Por Francisco Figueroa
Cuando hablamos de Biofilia expresamos una sensibilidad hacia los seres vivos, mayormente a los animales y plantas, y por ende con el propio proceso de la vida. En la acepción clásica de Edward O. Wilson, quien acuñó el término hace un cuarto de siglo definiéndolo prácticamente en el mismo título de su libro Biophilia. The human bond with other species [Biofilia. El vínculo humano con otras especies] correspondería a nuestra “tendencia innata a fijarnos en la vida y en los procesos vitales”, o sea, “en el grado en que llegamos a entender otros organismos les damos más valor, a ellos y a nosotros mismos”. Para ello Wilson partió de un concepto homónimo, la biofilia de Eric Fromm.
Desde ahí se ha venido entendiendo como el amor a la vida, y sería algo que llevamos muy dentro, una necesidad psicológica profunda, y algo que tal vez podría estar presente de algún modo en el genoma; recuerdo al respecto una memorable entrevista de Eduard Punset a Edward Wilson.
A mí me gusta el sentido que le venimos dando en As Salgueiras, la afinidad de los humanos a todo proceso biológico y como base del amor a la naturaleza, o a la vida si somos literales. Desde ahí se puede entender la afectividad hacia los animales, de compañía y salvajes, más allá de cualquier temor instintivo de autoprotección. Ese amor a la vida estaría, pues, también relacionado con el espíritu de supervivencia de la especie y de la vida en sí misma: formaría parte de un instinto de conservación de la propia vida genéricamente. Parece que la biofilia está presente de forma más intensa en los primates más evolucionados incluyéndonos a nosotros, aunque seguro que todos recordamos aspectos del comportamiento de otros animales no lejanos al concepto de biofilia. Y desde ella se puede en parte explicar el efecto terapéutico de la relación con los caballos y con otros animales.
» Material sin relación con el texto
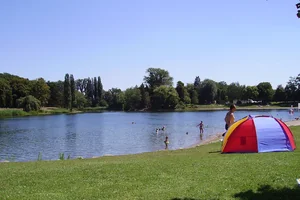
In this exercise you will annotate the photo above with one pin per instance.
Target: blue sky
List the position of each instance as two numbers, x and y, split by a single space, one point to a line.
248 41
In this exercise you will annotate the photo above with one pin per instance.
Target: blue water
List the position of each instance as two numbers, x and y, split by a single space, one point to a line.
98 134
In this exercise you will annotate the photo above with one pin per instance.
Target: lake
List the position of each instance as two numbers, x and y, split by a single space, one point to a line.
98 134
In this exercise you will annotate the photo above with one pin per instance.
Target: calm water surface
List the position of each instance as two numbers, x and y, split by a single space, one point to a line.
97 134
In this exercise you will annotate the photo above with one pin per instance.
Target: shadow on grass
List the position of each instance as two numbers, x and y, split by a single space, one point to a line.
267 192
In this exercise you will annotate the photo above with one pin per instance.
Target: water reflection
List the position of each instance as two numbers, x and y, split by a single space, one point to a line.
97 134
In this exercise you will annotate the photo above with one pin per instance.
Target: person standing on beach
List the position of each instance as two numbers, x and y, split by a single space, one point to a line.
166 142
229 118
201 125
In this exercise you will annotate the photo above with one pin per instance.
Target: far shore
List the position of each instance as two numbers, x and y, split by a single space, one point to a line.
16 112
212 139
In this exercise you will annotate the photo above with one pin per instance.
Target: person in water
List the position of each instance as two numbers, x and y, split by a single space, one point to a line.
201 125
166 142
229 118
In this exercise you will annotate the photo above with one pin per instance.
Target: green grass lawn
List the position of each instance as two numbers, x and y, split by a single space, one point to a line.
190 174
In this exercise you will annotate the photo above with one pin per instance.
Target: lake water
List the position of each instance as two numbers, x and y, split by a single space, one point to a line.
98 134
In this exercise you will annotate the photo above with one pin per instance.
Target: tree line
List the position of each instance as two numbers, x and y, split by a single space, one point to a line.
156 92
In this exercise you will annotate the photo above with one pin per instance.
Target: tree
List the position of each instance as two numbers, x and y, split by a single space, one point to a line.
133 98
193 94
265 91
197 82
29 103
157 77
67 92
234 91
96 96
250 92
80 100
165 97
115 99
21 87
145 97
208 91
180 90
100 90
280 94
5 94
56 94
89 91
72 88
222 92
292 89
81 85
40 90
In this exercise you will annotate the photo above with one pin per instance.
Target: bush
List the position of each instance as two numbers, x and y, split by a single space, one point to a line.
29 103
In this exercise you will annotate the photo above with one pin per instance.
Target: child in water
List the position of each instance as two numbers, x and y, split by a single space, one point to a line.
166 142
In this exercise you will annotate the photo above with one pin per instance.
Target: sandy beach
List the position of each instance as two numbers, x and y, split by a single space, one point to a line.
218 136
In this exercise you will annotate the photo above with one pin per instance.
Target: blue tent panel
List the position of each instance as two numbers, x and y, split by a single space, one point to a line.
270 136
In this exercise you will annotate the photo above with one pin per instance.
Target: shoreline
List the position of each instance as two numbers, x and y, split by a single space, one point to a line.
212 139
16 112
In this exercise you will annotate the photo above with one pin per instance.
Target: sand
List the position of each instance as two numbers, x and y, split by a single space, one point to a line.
218 137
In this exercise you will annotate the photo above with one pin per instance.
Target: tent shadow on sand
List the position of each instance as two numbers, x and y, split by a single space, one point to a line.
267 192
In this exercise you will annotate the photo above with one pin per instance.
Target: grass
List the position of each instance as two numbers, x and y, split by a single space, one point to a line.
14 112
211 107
200 173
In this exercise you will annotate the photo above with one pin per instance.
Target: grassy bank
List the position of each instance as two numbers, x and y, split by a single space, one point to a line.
190 174
14 112
224 107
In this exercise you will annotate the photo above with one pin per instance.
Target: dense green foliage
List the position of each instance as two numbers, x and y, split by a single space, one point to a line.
157 92
189 174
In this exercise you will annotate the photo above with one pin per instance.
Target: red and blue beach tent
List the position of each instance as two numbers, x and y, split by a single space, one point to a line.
254 134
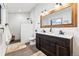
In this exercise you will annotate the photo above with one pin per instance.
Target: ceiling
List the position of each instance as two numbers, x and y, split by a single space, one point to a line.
20 7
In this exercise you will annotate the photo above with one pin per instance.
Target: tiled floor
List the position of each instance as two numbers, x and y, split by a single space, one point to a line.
27 51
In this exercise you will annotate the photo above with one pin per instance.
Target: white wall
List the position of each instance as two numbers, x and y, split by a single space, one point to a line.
15 20
35 15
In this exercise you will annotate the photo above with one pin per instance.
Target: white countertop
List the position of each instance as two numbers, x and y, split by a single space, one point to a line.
68 36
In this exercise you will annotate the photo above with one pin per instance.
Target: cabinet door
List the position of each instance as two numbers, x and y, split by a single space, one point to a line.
62 51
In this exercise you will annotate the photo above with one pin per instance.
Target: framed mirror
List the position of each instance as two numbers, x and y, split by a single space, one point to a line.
61 16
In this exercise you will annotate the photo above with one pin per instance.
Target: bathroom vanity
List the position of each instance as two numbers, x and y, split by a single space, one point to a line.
55 44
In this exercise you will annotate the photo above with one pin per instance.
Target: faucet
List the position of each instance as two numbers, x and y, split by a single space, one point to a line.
61 32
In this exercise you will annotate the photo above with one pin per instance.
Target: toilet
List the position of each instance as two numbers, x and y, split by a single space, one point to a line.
32 40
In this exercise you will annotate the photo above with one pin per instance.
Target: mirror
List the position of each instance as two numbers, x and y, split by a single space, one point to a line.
63 16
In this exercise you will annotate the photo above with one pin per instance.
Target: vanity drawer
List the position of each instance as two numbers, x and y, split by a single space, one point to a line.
63 42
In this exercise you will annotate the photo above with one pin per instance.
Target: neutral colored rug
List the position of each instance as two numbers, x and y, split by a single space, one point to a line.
19 49
15 47
39 53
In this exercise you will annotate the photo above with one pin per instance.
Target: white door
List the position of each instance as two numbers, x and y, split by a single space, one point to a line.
26 32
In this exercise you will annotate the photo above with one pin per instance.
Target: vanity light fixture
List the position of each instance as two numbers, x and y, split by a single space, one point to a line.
44 12
58 4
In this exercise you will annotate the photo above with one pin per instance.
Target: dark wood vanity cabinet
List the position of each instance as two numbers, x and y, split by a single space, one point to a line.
54 46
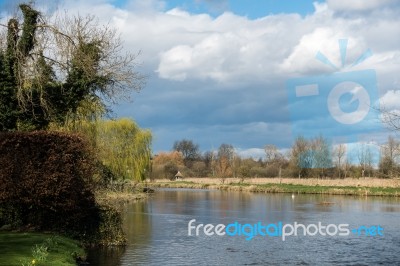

Cabe considerar la biofilia en un sentido expandido, desde ese “amor a la naturaleza” como un vínculo intenso con el Paisaje, algo que ya enunciara de aquella manera tan bella y humanizada Fernando González Bernáldez cuando hablaba de la “adaptación afectiva al entorno”, tanto si entendemos el paisaje desde planteamientos sistémicos como el conjunto de patrones visuales y estructuras que observamos en un lugar, las funciones y flujos de sus elementos y la dinámica de su evolución, o como definió Francisco Díaz Pineda, la "percepción plurisensorial de un sistema de relaciones ecológicas”. Incluso si lo entendemos tan sólo como mero constructo mental, aquella porción del mundo que percibimos como escenario, un escenario al que pertenecemos y en el que nos desenvolvemos con otras especies y cuya dinámica influimos con nuestras actividades. Un escenario en el que sin embargo los actores no son únicamente seres vivos, sino también elementos no vivos (aunque esta consideración sea a veces un tanto arbitraria), como el geosistema, que junto a la dinámica, la historia implícita del lugar (el criptosistema), hace que lo que vemos (el fenosistema) sea como es en el momento en que lo contemplamos.
El genius loci comienza actuar ya en y desde esos elementos de la gea, como fácilmente podemos ver en As Salgueiras: la geomorfología de colinas y valle, los cursos de agua, la laguna, la braña en lo alto, los penedos que afloran… y singularmente la peña hendida junto al carballo que la abraza, y que para mí simboliza esa unión en el paisaje de los factores bióticos con los abióticos.
Y desde esa consideración expandida de la biofilia, incorporando también los elementos aparentemente no vivos (pero con su propia dinámica y su interrelación con los elementos vivos y sus procesos, incluso condicionándolos) constatamos que el paisaje también tiene efectos terapéuticos, y así se está empleando especialmente en el mundo anglosajón.
El estar en el paisaje, el contemplarlo, y el deambular sintiéndose parte de él, el paseo (como ya meditara Thoreau) nos hace bien y nos libera interiormente, y eso va más allá de la terapia, es algo bueno para todos.